Acara yang digelar di Ballroom Hotel Nugraha, Kecamatan Unaaha, Senin (29/9/2025), mengusung tema “Membangun Desa Menata Kota, Diintegrasikan dalam APBDes dan Dana Kelurahan”. Rakor akan berlangsung hingga 30 September 2025.
Sejumlah pejabat penting hadir dalam kegiatan ini, di antaranya Wakil Bupati Konawe, H. Syamsul Ibrahim, SE., M.Si., Kepala BPK Provinsi Sultra, Dadek Nandemar, SE., MIT., Ak., CFE., CA., CSFA., Kepala Balai Wilayah Sungai Sulawesi IV Kendari, Muhammad Harliansyah, ST., M.Eng., Kepala BPKP Sultra, Harry Bowo, Kepala Dinas PMD Provinsi, Dr. I Gede Panca, Ketua DPRD Konawe, I Made Asmaya, S.Pd., MM., Sekda Konawe, Dr. Ferdinad, SH., Kajari Konawe, Fachrizal, SH., serta ratusan kepala desa dan lurah se-Kabupaten Konawe.
Dalam sambutannya, Yusran menegaskan bahwa Konawe saat ini berada pada titik strategis pembangunan. Ia mengungkapkan, masih terdapat 10 desa berstatus tertinggal (3,44 persen), 199 desa berkembang (68,38 persen), dan 82 desa maju (28,18 persen). Sementara itu, belum ada desa yang masuk kategori mandiri.
“Meski demikian, saya yakin desa-desa di Konawe memiliki potensi luar biasa untuk menjadi teladan bagi daerah lain.

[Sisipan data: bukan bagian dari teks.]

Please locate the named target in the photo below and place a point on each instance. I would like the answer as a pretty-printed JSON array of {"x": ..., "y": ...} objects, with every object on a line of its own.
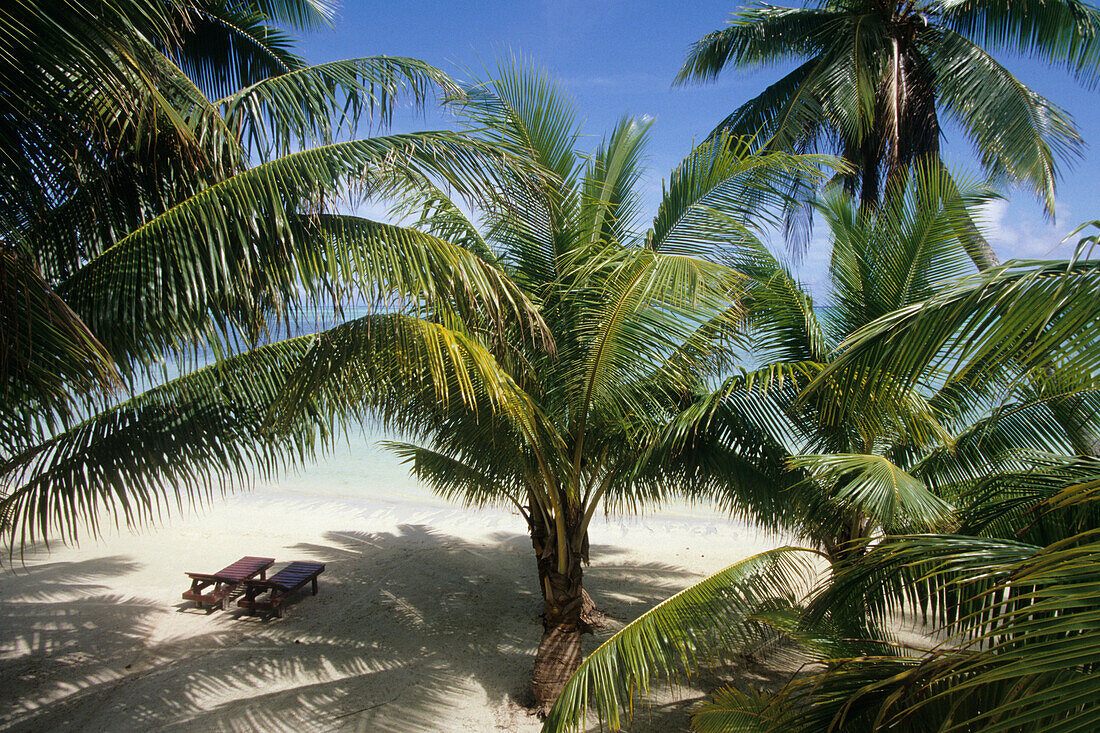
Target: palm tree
[
  {"x": 873, "y": 79},
  {"x": 640, "y": 319},
  {"x": 158, "y": 216},
  {"x": 904, "y": 422}
]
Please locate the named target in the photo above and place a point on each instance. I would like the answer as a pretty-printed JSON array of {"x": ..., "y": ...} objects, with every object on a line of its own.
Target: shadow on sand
[{"x": 405, "y": 624}]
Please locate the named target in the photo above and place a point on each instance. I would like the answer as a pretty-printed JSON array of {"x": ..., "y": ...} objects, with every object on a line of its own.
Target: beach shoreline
[{"x": 427, "y": 616}]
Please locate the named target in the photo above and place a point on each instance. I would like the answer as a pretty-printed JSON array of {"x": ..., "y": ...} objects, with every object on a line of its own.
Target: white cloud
[{"x": 1018, "y": 229}]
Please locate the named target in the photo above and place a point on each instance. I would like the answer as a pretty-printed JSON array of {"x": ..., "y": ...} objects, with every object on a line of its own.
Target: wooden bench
[
  {"x": 282, "y": 584},
  {"x": 224, "y": 581}
]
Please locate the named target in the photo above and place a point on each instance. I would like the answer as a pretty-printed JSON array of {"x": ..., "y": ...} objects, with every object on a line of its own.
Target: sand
[{"x": 427, "y": 617}]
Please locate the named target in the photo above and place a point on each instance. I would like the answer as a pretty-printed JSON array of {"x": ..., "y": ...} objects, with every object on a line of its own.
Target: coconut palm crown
[
  {"x": 919, "y": 430},
  {"x": 640, "y": 319},
  {"x": 172, "y": 205},
  {"x": 873, "y": 79}
]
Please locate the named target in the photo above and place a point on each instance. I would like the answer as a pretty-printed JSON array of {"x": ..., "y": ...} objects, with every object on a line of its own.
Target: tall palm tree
[
  {"x": 640, "y": 319},
  {"x": 873, "y": 79},
  {"x": 903, "y": 418},
  {"x": 156, "y": 215}
]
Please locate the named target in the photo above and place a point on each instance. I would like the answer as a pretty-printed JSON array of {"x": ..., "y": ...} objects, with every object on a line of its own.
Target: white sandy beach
[{"x": 427, "y": 616}]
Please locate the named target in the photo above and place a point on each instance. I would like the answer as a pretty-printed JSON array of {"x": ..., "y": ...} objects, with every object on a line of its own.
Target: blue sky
[{"x": 616, "y": 57}]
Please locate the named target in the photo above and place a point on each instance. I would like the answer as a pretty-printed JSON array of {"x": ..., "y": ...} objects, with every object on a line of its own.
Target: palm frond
[{"x": 697, "y": 624}]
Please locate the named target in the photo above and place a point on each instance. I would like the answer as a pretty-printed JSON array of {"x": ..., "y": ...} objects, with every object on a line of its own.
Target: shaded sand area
[{"x": 427, "y": 616}]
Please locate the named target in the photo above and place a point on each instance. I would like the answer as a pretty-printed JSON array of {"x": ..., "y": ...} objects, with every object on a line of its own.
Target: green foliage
[
  {"x": 867, "y": 420},
  {"x": 174, "y": 174}
]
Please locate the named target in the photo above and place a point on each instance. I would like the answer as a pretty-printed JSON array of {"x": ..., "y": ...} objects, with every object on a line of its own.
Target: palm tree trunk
[
  {"x": 559, "y": 653},
  {"x": 563, "y": 601}
]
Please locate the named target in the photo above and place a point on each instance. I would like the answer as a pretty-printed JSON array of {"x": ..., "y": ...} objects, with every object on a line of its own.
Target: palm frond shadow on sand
[{"x": 405, "y": 624}]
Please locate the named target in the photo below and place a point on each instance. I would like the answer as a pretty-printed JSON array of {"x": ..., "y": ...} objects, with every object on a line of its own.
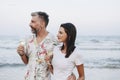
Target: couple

Potensi sumber daya alam, budaya gotong royong, serta kepemimpinan desa yang berani berinovasi adalah modal besar kita,” kata Yusran.
Ia juga menekankan pentingnya kepemimpinan visioner, adaptif, kolaboratif, berani mengambil risiko, serta kreatif (out of the box) bagi kepala desa dan lurah.
Untuk mendukung transformasi desa dan kelurahan, Pemkab Konawe telah menyiapkan sejumlah langkah strategis, antara lain:
1. Pengembangan kapasitas kepala desa dan lurah.
2. Akses pendanaan melalui perbankan, koperasi Merah Putih, dan BUMDes.
3. Fasilitasi kemitraan dengan sektor swasta, perguruan tinggi, dan lembaga pembangunan.
4. Pemberian reward bagi desa dan kelurahan yang inovatif.
“Program ini tidak akan berhasil tanpa sinergi. Mari bersama-sama kita wujudkan desa dan kelurahan Konawe sebagai pusat pertumbuhan baru yang mandiri dan berkelanjutan,” pungkasnya.